Há muito tempo atrás, alguém me confessou padecer de uma estranha patologia relacionada com a tiróide, que lhe provocava os maiores acessos de choro em qualquer circunstância e com qualquer motivação. A questão era exactamente essa, o motivo: Tanto se comovia com um anuncio publicitário a lâminas de barbear como a talco para rabinhos de bébé, como ía na conversa de quem lhe batía à porta a vender um serviço em dia de chuvada - e lá comprava sem necessidade e apenas pela caridade ao vendedor molhado, como se irritava consigo mesmo, chorando da sua pobre condição.

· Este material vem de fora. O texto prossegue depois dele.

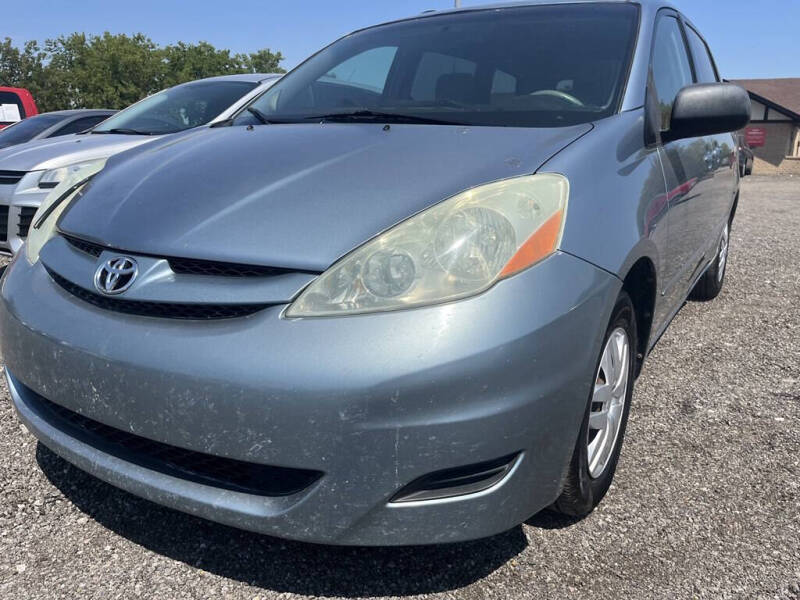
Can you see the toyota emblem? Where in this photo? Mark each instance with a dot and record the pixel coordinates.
(116, 275)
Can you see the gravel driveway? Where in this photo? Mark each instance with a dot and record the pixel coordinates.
(706, 501)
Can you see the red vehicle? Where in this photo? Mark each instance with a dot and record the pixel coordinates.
(15, 104)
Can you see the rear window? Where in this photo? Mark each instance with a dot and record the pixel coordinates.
(534, 66)
(26, 130)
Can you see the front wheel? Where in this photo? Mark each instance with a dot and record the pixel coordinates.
(596, 453)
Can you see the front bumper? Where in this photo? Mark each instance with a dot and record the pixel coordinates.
(18, 204)
(373, 402)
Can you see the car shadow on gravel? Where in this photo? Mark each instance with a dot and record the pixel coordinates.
(278, 565)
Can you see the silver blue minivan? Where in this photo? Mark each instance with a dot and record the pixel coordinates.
(400, 298)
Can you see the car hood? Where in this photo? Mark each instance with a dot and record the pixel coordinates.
(294, 196)
(66, 150)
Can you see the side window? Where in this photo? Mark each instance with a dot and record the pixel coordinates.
(78, 125)
(442, 77)
(368, 70)
(703, 63)
(671, 68)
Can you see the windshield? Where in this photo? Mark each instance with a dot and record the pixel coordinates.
(27, 129)
(533, 66)
(177, 108)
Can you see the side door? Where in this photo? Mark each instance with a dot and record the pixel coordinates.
(710, 212)
(688, 164)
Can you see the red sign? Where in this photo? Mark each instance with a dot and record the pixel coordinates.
(756, 136)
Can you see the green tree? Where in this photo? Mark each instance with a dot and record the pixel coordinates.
(263, 61)
(114, 71)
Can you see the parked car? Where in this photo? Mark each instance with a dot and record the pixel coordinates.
(15, 104)
(746, 157)
(404, 297)
(50, 125)
(29, 171)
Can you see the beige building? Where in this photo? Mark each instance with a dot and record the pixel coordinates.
(775, 123)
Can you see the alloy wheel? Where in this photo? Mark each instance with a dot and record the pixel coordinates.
(608, 401)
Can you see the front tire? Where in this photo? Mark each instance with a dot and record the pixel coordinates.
(710, 284)
(596, 453)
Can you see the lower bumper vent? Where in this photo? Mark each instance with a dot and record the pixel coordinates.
(460, 481)
(225, 473)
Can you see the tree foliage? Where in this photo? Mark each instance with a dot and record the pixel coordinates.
(114, 71)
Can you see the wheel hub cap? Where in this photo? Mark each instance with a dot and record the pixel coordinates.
(608, 401)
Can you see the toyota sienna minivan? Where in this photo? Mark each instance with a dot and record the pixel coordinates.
(403, 296)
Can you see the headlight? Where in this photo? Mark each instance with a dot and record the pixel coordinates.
(455, 249)
(43, 226)
(51, 178)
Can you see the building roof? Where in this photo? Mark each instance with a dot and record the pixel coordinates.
(781, 94)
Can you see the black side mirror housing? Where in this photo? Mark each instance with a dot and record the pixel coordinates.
(707, 109)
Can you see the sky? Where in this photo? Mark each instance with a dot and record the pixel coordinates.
(749, 39)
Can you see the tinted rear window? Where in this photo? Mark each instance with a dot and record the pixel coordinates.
(26, 130)
(524, 66)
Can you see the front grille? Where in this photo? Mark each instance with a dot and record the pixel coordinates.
(225, 473)
(189, 266)
(161, 310)
(3, 223)
(86, 247)
(11, 177)
(26, 214)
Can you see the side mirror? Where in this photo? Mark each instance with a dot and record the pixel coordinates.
(708, 109)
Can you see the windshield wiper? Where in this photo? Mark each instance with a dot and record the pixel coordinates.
(126, 131)
(386, 117)
(259, 115)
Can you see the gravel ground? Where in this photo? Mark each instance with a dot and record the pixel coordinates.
(706, 501)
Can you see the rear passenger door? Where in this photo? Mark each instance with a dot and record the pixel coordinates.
(688, 164)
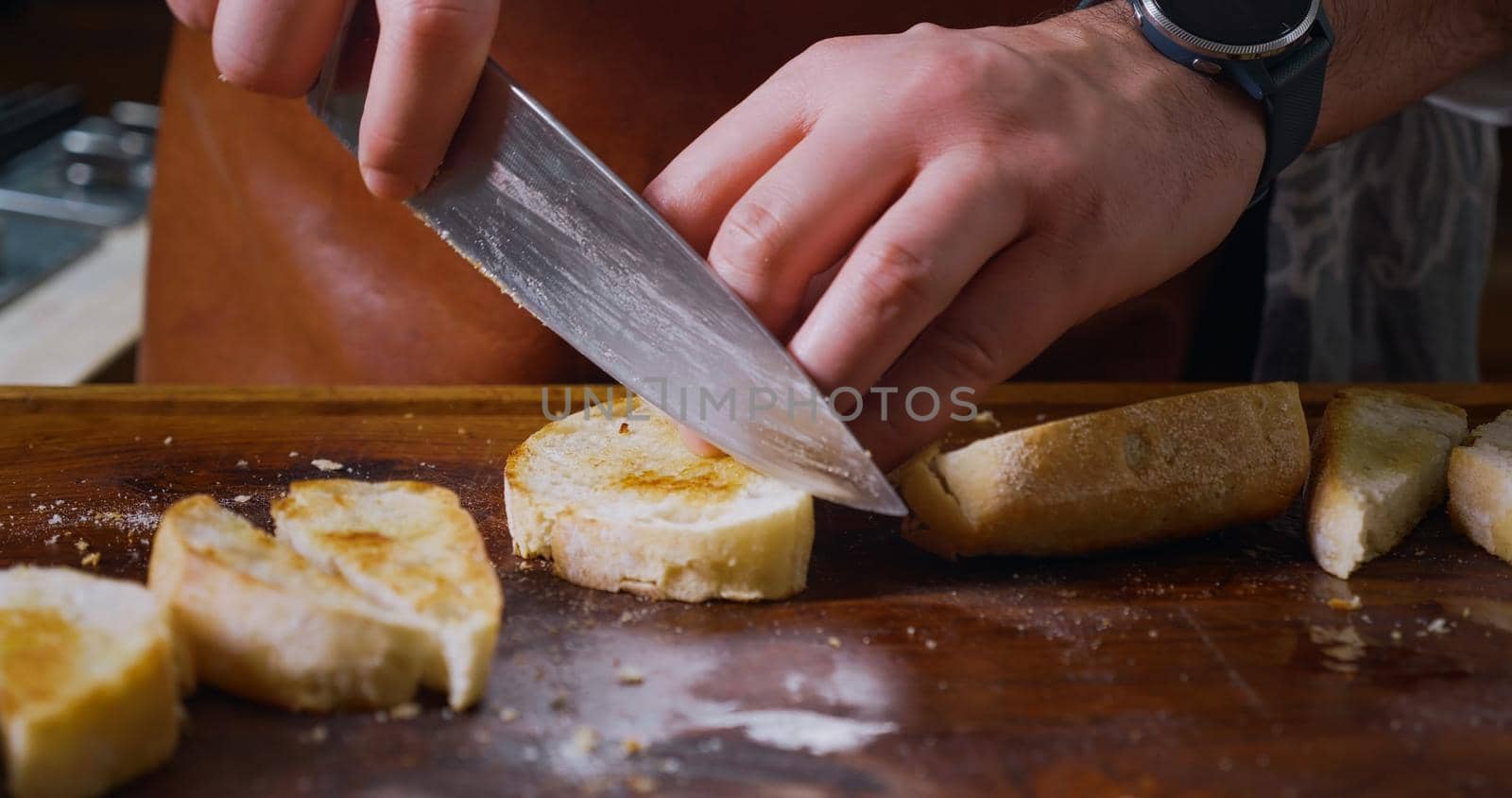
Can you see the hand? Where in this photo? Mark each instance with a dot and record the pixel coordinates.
(934, 209)
(430, 56)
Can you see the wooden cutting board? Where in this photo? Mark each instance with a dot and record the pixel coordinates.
(1214, 667)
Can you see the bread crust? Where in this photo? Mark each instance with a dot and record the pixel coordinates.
(1121, 477)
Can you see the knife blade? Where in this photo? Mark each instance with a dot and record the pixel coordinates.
(541, 215)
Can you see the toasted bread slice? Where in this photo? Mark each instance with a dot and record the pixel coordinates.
(264, 623)
(1481, 487)
(413, 549)
(622, 505)
(1380, 464)
(88, 682)
(1131, 477)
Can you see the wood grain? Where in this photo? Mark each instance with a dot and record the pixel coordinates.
(1214, 667)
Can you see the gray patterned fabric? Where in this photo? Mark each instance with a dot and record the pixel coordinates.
(1378, 252)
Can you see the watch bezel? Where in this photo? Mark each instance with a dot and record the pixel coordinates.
(1151, 10)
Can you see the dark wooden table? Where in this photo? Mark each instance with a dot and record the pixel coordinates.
(1214, 667)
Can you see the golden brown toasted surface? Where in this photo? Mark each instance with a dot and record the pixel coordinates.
(38, 656)
(412, 537)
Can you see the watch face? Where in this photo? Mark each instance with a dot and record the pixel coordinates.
(1237, 23)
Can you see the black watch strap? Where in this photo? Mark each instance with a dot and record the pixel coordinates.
(1292, 111)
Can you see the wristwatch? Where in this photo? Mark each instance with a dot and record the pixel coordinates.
(1277, 50)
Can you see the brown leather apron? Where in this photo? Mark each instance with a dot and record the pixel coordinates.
(271, 263)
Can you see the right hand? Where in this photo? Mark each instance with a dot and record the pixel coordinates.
(430, 58)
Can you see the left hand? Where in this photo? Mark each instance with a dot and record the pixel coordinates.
(980, 191)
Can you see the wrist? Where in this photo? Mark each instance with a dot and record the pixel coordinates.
(1219, 111)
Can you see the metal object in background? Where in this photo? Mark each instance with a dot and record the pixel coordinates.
(536, 212)
(65, 179)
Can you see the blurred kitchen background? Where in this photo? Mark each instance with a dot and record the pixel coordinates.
(79, 83)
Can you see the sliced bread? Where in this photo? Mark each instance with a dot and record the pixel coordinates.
(88, 682)
(1131, 477)
(1481, 487)
(265, 623)
(1380, 464)
(622, 505)
(413, 549)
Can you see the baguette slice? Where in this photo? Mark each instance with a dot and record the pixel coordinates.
(413, 549)
(1481, 487)
(1145, 474)
(264, 623)
(1380, 464)
(88, 682)
(622, 505)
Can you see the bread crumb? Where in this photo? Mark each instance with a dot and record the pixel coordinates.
(1348, 605)
(586, 739)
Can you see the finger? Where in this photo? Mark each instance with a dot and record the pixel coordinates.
(906, 270)
(1007, 315)
(700, 186)
(427, 67)
(803, 215)
(274, 45)
(697, 444)
(196, 14)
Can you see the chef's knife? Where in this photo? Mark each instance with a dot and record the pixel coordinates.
(541, 215)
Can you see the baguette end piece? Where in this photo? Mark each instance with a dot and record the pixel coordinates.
(1481, 487)
(1381, 464)
(88, 682)
(1154, 472)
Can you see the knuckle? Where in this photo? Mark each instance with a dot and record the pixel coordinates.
(748, 240)
(900, 278)
(440, 22)
(968, 353)
(249, 71)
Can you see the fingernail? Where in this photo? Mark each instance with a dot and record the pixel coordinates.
(389, 184)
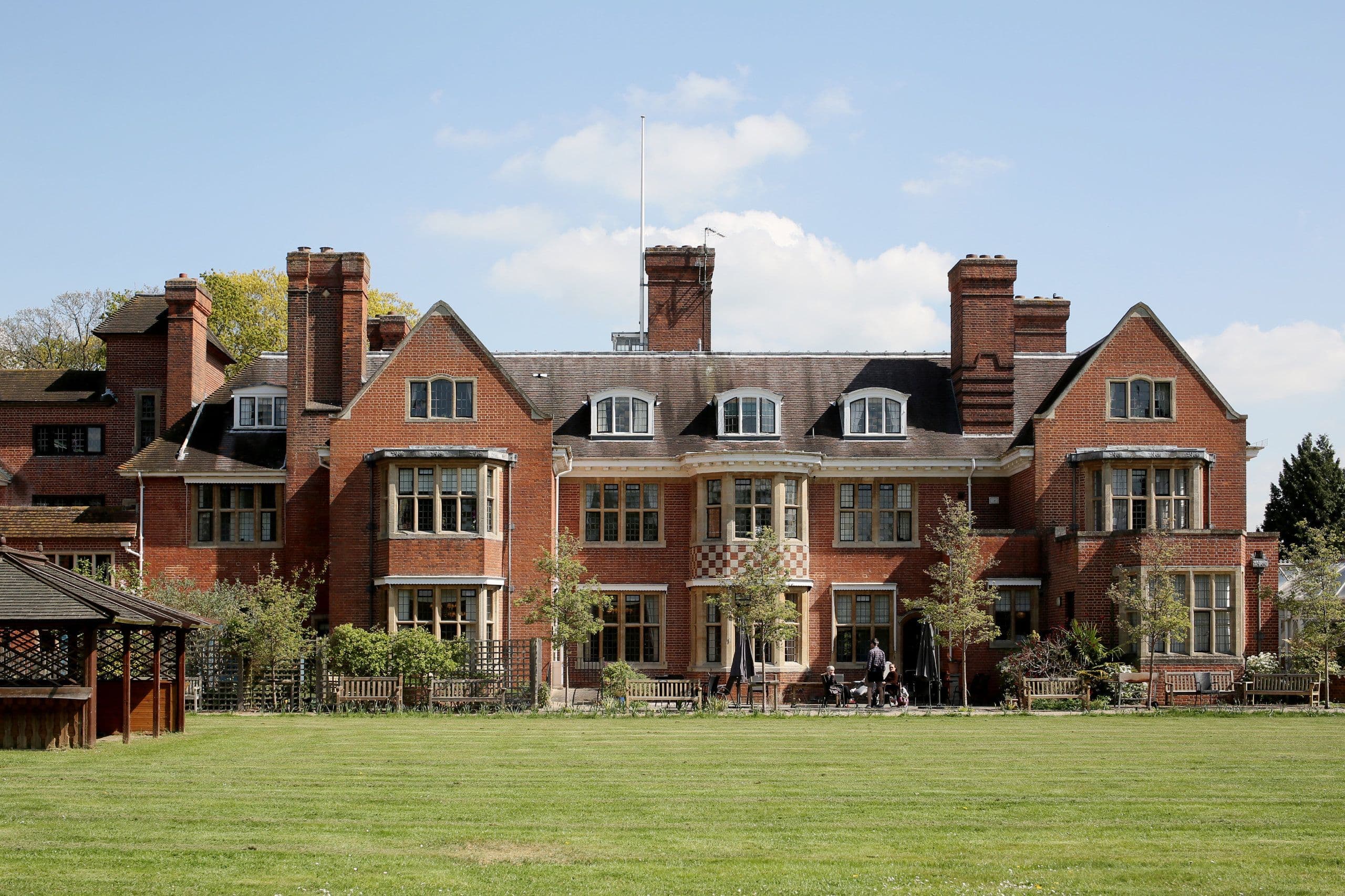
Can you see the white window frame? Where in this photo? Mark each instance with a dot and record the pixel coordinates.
(739, 394)
(429, 399)
(1153, 400)
(611, 394)
(864, 394)
(257, 394)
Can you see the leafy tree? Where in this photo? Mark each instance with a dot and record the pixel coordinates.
(1313, 598)
(417, 653)
(1310, 493)
(959, 599)
(753, 595)
(1151, 606)
(358, 652)
(570, 605)
(58, 336)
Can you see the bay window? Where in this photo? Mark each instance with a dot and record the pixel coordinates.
(447, 612)
(444, 499)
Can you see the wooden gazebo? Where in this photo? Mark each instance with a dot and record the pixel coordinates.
(80, 660)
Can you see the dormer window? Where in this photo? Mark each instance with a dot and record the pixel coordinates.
(441, 399)
(875, 413)
(750, 413)
(623, 412)
(1140, 399)
(260, 408)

Verdade e medicina puseram a coisa no lugar e hoje, é o homem sereno de sempre que conta, sorrindo de si, as aventuras e desventuras de um bócio mal equilibrado.
Mas a mim, que de nenhuma patologia estou afectada e o mal é simplesmente o oposto de meu amigo, pergunto-me que hei-de eu fazer?
Dói-me a dor e comovo-me, mas nem um fio de lágrima consegue espreitar. E não é por vontade de não as chorar, que já as tive e por muitas ocasiões. Apenas não florescem, não brotam, não me nascem.
Veêm-me assim fria e distante, intocável e de pedra, incapaz de sentir o golpe alheio e o ardor da ferida como se fosse experiência que na carne nunca passei. Melhor andar de costas então, pois se os olhos são, dizem, o espelho da alma.